Oui ! Mes sculptures peuvent paraître très sourdes. Pour cette exposition au Palais, je présente un manuel de voyance dont l’humour permet un décalage avec des constructions à première vue solennelles. L’écriture constitue souvent le point de chute de mes propositions. Elle n’est pas encore intégrée aux installations mais elle a toujours eu une part dans mon travail, sous forme d’affiches ou de livres. Si le lien unissant livrets et installations est complexe, le processus de travail est similaire. Il s’agit de deux pratiques complémentaires visant à explorer le temps et l’espace. Le mot est un matériau en lui-même ; les termes sont précis, méticuleux, et la mise en page recherchée.
Vous présentez pour la première fois une installation composée d’instruments d’observation en verre. Peut-on lire une forme d’ironie dans cette transparence ?
Je me suis intéressée à l’objet en lui-même, à l’outil. J’ai souhaité une homogénéisation et ai donc fait faire tous ces instruments en verre soufflé dans un atelier, puis les ai installés dans une ligne de fuite, toujours à hauteur d’yeux. Un jeu se crée entre la reproduction d’objets dans l’idée d’un vide et les lentilles qui, elles, sont d’origine et bel et bien déformantes. Sans doute judas, loupe et longue-vue transparents révèlent-ils une forme d’ironie. D’une manière générale, l’humour est présent dans ma manière de jouer avec le rapport physique. C’est notamment le cas de Limite propre, une pièce que j’ai réalisée pour le Château de Rochechouart en 2009. J’y recouvrais de liant vinylique neutre un mur de trente mètres de long jusqu’à mes propres limites physiques. On ne pouvait distinguer qu’une pellicule vernie. Une ligne d’horizon floue se dessinait, instaurant un rapport ironique.
Belvédère se confronte à l’absurdité des normes sociales, quel sens prend ce détournement d’objet ?
Les panneaux de verre tiennent la main courante et la main courante, les panneaux de verre.

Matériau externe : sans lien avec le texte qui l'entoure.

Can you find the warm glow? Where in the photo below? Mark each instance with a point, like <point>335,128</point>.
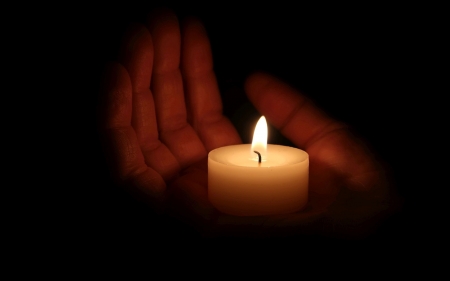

Loin de guider le visiteur, la boucle proposée mène à une impasse, presque totalitaire. De même, l’idée de pouvoir entrer dans un isoloir intégralement transparent est aberrante. Belvédère renvoie aux théories de l’anthropologue Edward T. Hall sur les distances sociales absurdes entre individus. Je m’inspire aussi des pavillons de Dan Graham, des distinctions qu’il opère entre espace privé et espace public. À la différence que Graham place plus l’architecture dans l’espace urbain. D’ailleurs, j’aimerais assez évoluer vers cette pratique et faire ainsi l’expérience d’un rapport d’échelle différent.